Long before plants and animals inhabited the earth, when life consisted of single-celled organisms afloat in a planet-wide sea, bacteria invaded these organisms and took up permanent residence. One bacterium eventually became the mitochondria that today power all plant and animal cells; another became the chloroplast that turns sunlight into energy in green plants.

A new analysis by two University of California, Berkeley, graduate students more precisely pinpoints when these life-changing invasions occurred, placing the origin of photosynthesis in plants hundreds of millions of years earlier than once thought.

“When you are talking about these really ancient events, scientists have estimated numbers that are all over the board,” said coauthor Patrick Shih. Estimates of the age of eukaryotes – cells with a nucleus that evolved into all of today’s plants and animals– range from 800 million years ago to 3 billion years ago.
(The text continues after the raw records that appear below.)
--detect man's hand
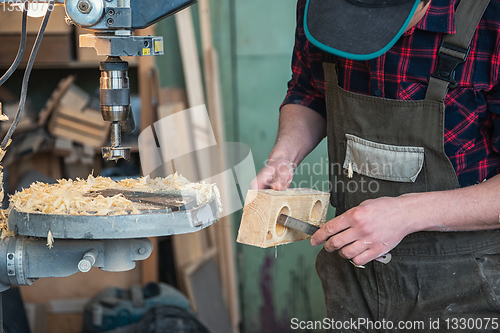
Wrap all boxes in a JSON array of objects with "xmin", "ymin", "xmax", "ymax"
[
  {"xmin": 250, "ymin": 158, "xmax": 295, "ymax": 191},
  {"xmin": 250, "ymin": 104, "xmax": 326, "ymax": 191},
  {"xmin": 311, "ymin": 197, "xmax": 414, "ymax": 265}
]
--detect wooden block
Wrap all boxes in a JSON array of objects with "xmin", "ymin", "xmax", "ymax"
[
  {"xmin": 237, "ymin": 188, "xmax": 330, "ymax": 247},
  {"xmin": 48, "ymin": 105, "xmax": 110, "ymax": 147}
]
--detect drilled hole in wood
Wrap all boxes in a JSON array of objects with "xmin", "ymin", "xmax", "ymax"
[
  {"xmin": 276, "ymin": 206, "xmax": 290, "ymax": 237},
  {"xmin": 309, "ymin": 200, "xmax": 323, "ymax": 222}
]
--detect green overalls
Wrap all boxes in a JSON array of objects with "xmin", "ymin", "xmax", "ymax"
[{"xmin": 316, "ymin": 0, "xmax": 500, "ymax": 332}]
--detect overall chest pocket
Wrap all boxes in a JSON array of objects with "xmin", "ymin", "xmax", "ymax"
[{"xmin": 343, "ymin": 134, "xmax": 424, "ymax": 183}]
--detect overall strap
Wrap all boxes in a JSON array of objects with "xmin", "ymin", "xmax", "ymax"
[{"xmin": 425, "ymin": 0, "xmax": 490, "ymax": 102}]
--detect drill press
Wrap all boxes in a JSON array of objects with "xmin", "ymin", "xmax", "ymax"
[{"xmin": 65, "ymin": 0, "xmax": 196, "ymax": 161}]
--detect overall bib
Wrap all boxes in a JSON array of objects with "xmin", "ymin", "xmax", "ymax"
[{"xmin": 316, "ymin": 0, "xmax": 500, "ymax": 332}]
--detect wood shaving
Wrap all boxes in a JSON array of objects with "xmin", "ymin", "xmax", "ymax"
[
  {"xmin": 47, "ymin": 230, "xmax": 54, "ymax": 249},
  {"xmin": 10, "ymin": 173, "xmax": 222, "ymax": 215}
]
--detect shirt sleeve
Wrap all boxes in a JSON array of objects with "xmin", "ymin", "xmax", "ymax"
[
  {"xmin": 487, "ymin": 86, "xmax": 500, "ymax": 155},
  {"xmin": 281, "ymin": 0, "xmax": 326, "ymax": 117}
]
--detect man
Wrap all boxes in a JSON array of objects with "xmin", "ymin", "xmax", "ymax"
[{"xmin": 252, "ymin": 0, "xmax": 500, "ymax": 331}]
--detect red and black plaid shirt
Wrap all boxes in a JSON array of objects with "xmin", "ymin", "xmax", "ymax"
[{"xmin": 283, "ymin": 0, "xmax": 500, "ymax": 186}]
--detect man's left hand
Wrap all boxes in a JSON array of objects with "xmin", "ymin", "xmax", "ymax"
[{"xmin": 311, "ymin": 196, "xmax": 416, "ymax": 265}]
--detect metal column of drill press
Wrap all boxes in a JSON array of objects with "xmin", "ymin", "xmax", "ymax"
[{"xmin": 100, "ymin": 57, "xmax": 135, "ymax": 161}]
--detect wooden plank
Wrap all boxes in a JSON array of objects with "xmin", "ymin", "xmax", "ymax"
[
  {"xmin": 57, "ymin": 106, "xmax": 109, "ymax": 128},
  {"xmin": 184, "ymin": 251, "xmax": 233, "ymax": 333},
  {"xmin": 55, "ymin": 117, "xmax": 103, "ymax": 140},
  {"xmin": 59, "ymin": 84, "xmax": 90, "ymax": 111},
  {"xmin": 175, "ymin": 7, "xmax": 205, "ymax": 107},
  {"xmin": 237, "ymin": 188, "xmax": 330, "ymax": 248},
  {"xmin": 51, "ymin": 127, "xmax": 102, "ymax": 147},
  {"xmin": 198, "ymin": 0, "xmax": 241, "ymax": 333}
]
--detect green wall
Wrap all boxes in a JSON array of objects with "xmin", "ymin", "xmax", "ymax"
[{"xmin": 153, "ymin": 0, "xmax": 333, "ymax": 333}]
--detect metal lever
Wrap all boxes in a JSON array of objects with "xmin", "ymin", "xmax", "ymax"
[{"xmin": 78, "ymin": 249, "xmax": 98, "ymax": 273}]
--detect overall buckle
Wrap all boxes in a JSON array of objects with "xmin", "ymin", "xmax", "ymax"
[{"xmin": 430, "ymin": 41, "xmax": 470, "ymax": 89}]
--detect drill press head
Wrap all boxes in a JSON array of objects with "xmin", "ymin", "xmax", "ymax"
[
  {"xmin": 99, "ymin": 57, "xmax": 133, "ymax": 161},
  {"xmin": 64, "ymin": 0, "xmax": 196, "ymax": 161}
]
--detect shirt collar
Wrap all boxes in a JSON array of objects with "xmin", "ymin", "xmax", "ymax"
[{"xmin": 405, "ymin": 0, "xmax": 458, "ymax": 35}]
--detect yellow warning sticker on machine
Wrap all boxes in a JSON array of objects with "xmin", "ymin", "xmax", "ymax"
[{"xmin": 155, "ymin": 40, "xmax": 163, "ymax": 52}]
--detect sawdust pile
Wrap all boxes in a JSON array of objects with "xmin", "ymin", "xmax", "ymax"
[
  {"xmin": 0, "ymin": 137, "xmax": 14, "ymax": 240},
  {"xmin": 10, "ymin": 173, "xmax": 222, "ymax": 215}
]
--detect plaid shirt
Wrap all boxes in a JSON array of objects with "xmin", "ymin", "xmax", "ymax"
[{"xmin": 283, "ymin": 0, "xmax": 500, "ymax": 186}]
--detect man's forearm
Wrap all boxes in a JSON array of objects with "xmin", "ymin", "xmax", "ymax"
[{"xmin": 269, "ymin": 104, "xmax": 326, "ymax": 165}]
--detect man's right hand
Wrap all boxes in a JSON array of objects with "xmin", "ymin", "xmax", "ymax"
[
  {"xmin": 250, "ymin": 158, "xmax": 295, "ymax": 191},
  {"xmin": 250, "ymin": 104, "xmax": 326, "ymax": 191}
]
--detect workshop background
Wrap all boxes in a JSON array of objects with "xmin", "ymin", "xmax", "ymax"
[
  {"xmin": 156, "ymin": 0, "xmax": 333, "ymax": 333},
  {"xmin": 0, "ymin": 0, "xmax": 333, "ymax": 333}
]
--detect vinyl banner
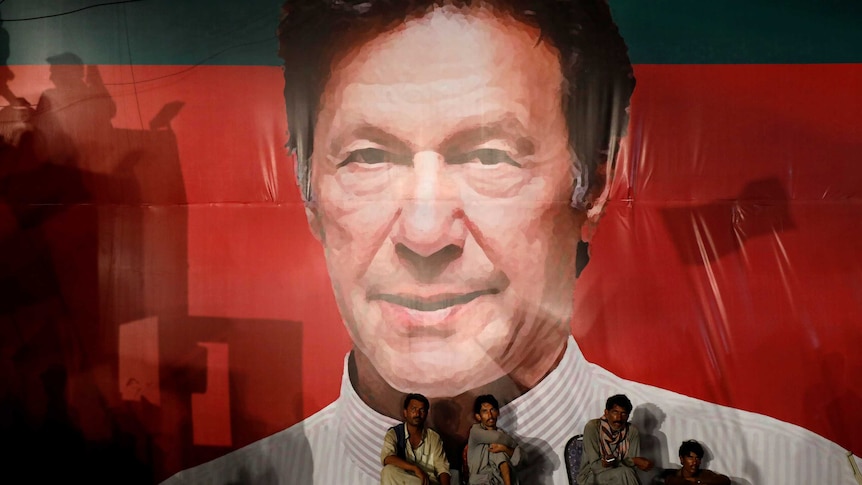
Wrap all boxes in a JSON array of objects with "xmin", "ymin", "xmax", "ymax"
[{"xmin": 0, "ymin": 0, "xmax": 862, "ymax": 485}]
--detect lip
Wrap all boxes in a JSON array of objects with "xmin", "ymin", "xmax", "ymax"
[
  {"xmin": 368, "ymin": 288, "xmax": 500, "ymax": 312},
  {"xmin": 368, "ymin": 288, "xmax": 500, "ymax": 328}
]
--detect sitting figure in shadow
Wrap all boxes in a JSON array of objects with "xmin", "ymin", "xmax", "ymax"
[{"xmin": 662, "ymin": 440, "xmax": 730, "ymax": 485}]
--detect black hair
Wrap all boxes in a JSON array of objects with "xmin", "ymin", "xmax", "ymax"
[
  {"xmin": 404, "ymin": 393, "xmax": 431, "ymax": 411},
  {"xmin": 679, "ymin": 440, "xmax": 703, "ymax": 458},
  {"xmin": 278, "ymin": 0, "xmax": 635, "ymax": 209},
  {"xmin": 473, "ymin": 394, "xmax": 500, "ymax": 414},
  {"xmin": 605, "ymin": 394, "xmax": 632, "ymax": 413}
]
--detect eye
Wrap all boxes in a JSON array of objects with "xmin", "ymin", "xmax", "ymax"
[
  {"xmin": 336, "ymin": 148, "xmax": 407, "ymax": 168},
  {"xmin": 449, "ymin": 148, "xmax": 521, "ymax": 167}
]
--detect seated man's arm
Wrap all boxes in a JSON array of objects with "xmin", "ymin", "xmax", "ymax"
[
  {"xmin": 578, "ymin": 421, "xmax": 610, "ymax": 476},
  {"xmin": 488, "ymin": 433, "xmax": 524, "ymax": 466},
  {"xmin": 380, "ymin": 429, "xmax": 428, "ymax": 483},
  {"xmin": 469, "ymin": 426, "xmax": 518, "ymax": 449},
  {"xmin": 429, "ymin": 435, "xmax": 451, "ymax": 485}
]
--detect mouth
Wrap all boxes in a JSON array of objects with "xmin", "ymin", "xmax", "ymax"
[{"xmin": 368, "ymin": 288, "xmax": 500, "ymax": 312}]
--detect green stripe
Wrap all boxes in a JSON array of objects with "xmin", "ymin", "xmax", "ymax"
[
  {"xmin": 611, "ymin": 0, "xmax": 862, "ymax": 64},
  {"xmin": 5, "ymin": 0, "xmax": 862, "ymax": 65}
]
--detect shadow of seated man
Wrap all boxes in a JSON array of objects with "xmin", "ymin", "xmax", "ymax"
[
  {"xmin": 467, "ymin": 394, "xmax": 523, "ymax": 485},
  {"xmin": 662, "ymin": 440, "xmax": 730, "ymax": 485}
]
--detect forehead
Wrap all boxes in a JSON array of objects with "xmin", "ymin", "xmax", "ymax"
[
  {"xmin": 479, "ymin": 402, "xmax": 497, "ymax": 411},
  {"xmin": 320, "ymin": 6, "xmax": 563, "ymax": 144}
]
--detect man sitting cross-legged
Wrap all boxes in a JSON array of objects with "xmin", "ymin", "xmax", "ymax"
[
  {"xmin": 380, "ymin": 394, "xmax": 450, "ymax": 485},
  {"xmin": 467, "ymin": 394, "xmax": 522, "ymax": 485}
]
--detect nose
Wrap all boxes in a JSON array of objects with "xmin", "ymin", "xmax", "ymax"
[{"xmin": 392, "ymin": 151, "xmax": 467, "ymax": 280}]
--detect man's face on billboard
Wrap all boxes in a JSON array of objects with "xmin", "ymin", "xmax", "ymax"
[{"xmin": 309, "ymin": 7, "xmax": 584, "ymax": 397}]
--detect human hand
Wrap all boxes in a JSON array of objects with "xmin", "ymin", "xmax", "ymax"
[
  {"xmin": 632, "ymin": 456, "xmax": 653, "ymax": 471},
  {"xmin": 488, "ymin": 443, "xmax": 514, "ymax": 456},
  {"xmin": 413, "ymin": 466, "xmax": 431, "ymax": 485}
]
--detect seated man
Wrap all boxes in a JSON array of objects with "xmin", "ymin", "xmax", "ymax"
[
  {"xmin": 380, "ymin": 394, "xmax": 450, "ymax": 485},
  {"xmin": 578, "ymin": 394, "xmax": 653, "ymax": 485},
  {"xmin": 664, "ymin": 440, "xmax": 730, "ymax": 485},
  {"xmin": 467, "ymin": 394, "xmax": 522, "ymax": 485}
]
“We came up with a novel way of decreasing the uncertainty and increasing our confidence in dating these events,” he said. The two researchers believe that their approach can help answer similar questions about the origins of ancient microscopic fossils.

Shih and colleague Nicholas Matzke, who will earn their Ph.D.s this summer in plant and microbial biology and integrative biology, respectively, employed fossil and genetic evidence to estimate the dates when bacteria set up shop as symbiotic organisms in the earliest one-celled eukaryotes. They concluded that a proteobacterium invaded eurkaryotes about 1.2 billion years ago, in line with earlier estimates.